= Aristology =

Aristology is the art or science of cooking and dining. It encompasses the preparation, combination, and presentation of dishes and the manner in which these dishes are integrated into a meal.

An Aristologist is someone who studies or takes part in the art or science of cooking and eating (dining) with particular interests and skills in the preparation, combination and presentation of food dishes, wines, spirits, flavours and tastes - coupled with tasteful and correct presentation of all the courses and components of a meal.

The term has been largely superseded by "gourmet", which is also the older word, borrowed into English in 1820.

An Aristologist is likely to place great importance on the experience, skill, and artistic integrity of the chef, and disdain the use of cookbooks, ready-made ingredients, and other conveniences.

" The Aristologist took a keen interest in the menu, and thought very hard about what red wine he was going to choose to go with his sirloin steak."

== Literary record ==

The word is derived from the Greek άριστον (ariston), meaning "breakfast" or "lunch", and the suffix -logy, connoting a systematic discipline. Its earliest attestation in the Oxford English Dictionary dates from 1835.

Edward Abbot, the author of the first Australian cookbook (The English And Australian Cookery Book — Cookery For The Many, published 1864), described himself as "an Australian Aristologist".

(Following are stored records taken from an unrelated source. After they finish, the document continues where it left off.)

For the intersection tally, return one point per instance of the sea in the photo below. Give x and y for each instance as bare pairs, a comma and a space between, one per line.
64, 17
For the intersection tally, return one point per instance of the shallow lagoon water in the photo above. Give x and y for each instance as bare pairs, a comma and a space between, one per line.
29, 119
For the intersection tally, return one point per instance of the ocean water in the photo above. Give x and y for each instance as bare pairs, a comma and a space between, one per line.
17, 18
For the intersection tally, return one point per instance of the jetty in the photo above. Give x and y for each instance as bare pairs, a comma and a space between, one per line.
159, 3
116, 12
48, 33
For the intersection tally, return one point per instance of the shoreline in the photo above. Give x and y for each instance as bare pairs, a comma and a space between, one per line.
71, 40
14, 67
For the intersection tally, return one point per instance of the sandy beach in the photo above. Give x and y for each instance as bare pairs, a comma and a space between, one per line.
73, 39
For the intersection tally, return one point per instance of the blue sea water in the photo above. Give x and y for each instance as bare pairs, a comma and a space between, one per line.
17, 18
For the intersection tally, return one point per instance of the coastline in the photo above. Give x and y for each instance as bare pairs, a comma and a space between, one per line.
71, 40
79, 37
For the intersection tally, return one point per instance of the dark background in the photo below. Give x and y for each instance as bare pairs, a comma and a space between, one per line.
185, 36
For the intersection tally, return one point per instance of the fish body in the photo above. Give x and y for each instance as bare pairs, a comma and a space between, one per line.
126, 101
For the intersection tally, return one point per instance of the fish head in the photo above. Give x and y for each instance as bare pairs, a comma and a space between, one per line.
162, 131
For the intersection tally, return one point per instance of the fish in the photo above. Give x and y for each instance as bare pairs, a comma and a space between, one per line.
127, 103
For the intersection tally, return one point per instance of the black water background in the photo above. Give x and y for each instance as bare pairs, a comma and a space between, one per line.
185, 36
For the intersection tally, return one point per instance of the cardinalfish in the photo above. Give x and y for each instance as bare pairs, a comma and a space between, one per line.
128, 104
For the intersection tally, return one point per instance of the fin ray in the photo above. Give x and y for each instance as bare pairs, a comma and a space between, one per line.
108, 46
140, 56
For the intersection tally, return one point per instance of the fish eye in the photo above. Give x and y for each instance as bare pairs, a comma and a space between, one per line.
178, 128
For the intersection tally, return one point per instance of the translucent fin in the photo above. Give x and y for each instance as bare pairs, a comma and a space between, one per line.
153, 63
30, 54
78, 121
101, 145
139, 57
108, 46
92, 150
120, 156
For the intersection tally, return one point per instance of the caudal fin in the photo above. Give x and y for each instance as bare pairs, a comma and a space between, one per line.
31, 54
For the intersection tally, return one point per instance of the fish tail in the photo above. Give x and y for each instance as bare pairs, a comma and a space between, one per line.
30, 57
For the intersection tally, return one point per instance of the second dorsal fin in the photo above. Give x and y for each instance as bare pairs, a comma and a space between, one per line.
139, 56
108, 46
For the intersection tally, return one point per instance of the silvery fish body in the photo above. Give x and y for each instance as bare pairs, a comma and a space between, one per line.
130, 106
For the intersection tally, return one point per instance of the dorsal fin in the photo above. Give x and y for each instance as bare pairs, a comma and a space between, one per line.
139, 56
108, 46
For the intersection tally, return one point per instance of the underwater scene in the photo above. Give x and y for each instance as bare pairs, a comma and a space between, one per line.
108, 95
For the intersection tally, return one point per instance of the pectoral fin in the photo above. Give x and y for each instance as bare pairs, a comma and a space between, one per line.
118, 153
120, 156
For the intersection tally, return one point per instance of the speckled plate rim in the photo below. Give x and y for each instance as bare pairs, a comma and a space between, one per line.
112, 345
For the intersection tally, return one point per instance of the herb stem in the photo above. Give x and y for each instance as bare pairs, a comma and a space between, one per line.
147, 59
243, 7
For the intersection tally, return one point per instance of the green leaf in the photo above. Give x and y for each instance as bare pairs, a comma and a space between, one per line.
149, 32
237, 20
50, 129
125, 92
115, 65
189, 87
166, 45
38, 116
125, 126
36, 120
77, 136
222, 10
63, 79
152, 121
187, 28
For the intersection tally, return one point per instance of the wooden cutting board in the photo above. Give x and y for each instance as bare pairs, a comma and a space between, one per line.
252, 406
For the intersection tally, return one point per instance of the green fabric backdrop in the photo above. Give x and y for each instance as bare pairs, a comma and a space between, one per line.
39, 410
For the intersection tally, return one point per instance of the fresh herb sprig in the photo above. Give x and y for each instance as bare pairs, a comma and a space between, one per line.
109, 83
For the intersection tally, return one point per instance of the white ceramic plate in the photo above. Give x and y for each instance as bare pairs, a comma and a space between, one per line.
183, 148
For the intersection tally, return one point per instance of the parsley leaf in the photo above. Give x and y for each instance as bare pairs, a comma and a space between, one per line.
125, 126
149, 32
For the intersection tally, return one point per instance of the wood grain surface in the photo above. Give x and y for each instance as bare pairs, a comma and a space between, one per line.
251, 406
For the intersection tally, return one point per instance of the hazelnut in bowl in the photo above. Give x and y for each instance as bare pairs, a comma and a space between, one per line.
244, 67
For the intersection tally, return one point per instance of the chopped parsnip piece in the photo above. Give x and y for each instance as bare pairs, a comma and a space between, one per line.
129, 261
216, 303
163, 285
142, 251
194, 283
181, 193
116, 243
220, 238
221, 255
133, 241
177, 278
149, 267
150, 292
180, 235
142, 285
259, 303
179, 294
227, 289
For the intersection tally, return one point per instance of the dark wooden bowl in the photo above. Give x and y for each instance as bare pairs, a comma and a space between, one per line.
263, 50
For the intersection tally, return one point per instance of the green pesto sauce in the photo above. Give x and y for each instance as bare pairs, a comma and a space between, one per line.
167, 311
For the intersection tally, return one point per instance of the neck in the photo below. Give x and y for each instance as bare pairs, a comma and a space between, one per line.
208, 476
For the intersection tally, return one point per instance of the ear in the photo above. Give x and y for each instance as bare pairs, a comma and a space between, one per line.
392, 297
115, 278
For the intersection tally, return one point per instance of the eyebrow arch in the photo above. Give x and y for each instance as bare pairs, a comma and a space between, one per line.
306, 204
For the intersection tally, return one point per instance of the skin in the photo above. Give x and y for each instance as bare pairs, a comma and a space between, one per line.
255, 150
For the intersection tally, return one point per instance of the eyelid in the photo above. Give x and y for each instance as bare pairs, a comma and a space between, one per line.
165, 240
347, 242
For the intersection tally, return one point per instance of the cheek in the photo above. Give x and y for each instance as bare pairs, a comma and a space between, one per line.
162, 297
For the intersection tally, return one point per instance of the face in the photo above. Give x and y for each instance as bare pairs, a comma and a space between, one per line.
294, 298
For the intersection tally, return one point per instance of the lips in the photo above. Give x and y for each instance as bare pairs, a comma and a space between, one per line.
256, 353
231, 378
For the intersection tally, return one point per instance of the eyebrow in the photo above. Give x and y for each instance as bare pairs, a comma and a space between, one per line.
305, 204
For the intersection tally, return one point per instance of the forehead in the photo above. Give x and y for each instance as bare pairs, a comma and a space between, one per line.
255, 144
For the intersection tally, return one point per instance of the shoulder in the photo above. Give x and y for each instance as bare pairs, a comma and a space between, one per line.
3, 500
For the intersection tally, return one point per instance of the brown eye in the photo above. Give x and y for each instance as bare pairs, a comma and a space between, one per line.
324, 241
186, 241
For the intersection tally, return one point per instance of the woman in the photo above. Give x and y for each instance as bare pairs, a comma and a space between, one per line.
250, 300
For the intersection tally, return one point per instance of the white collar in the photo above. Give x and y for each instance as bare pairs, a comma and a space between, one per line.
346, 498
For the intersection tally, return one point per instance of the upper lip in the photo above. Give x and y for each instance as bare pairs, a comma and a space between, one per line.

The term has also been used in the mystery novels of American author Rex Stout, whose corpulent protagonist, Nero Wolfe, has a couple of encounters with a society known as the Ten for Aristology, who in his eyes are "... witlings, as dining is an art and not a science". Wolfe's first encounter with the society occurs in the novella "Poison à la Carte", one of three stories found in the book Three at Wolfe's Door.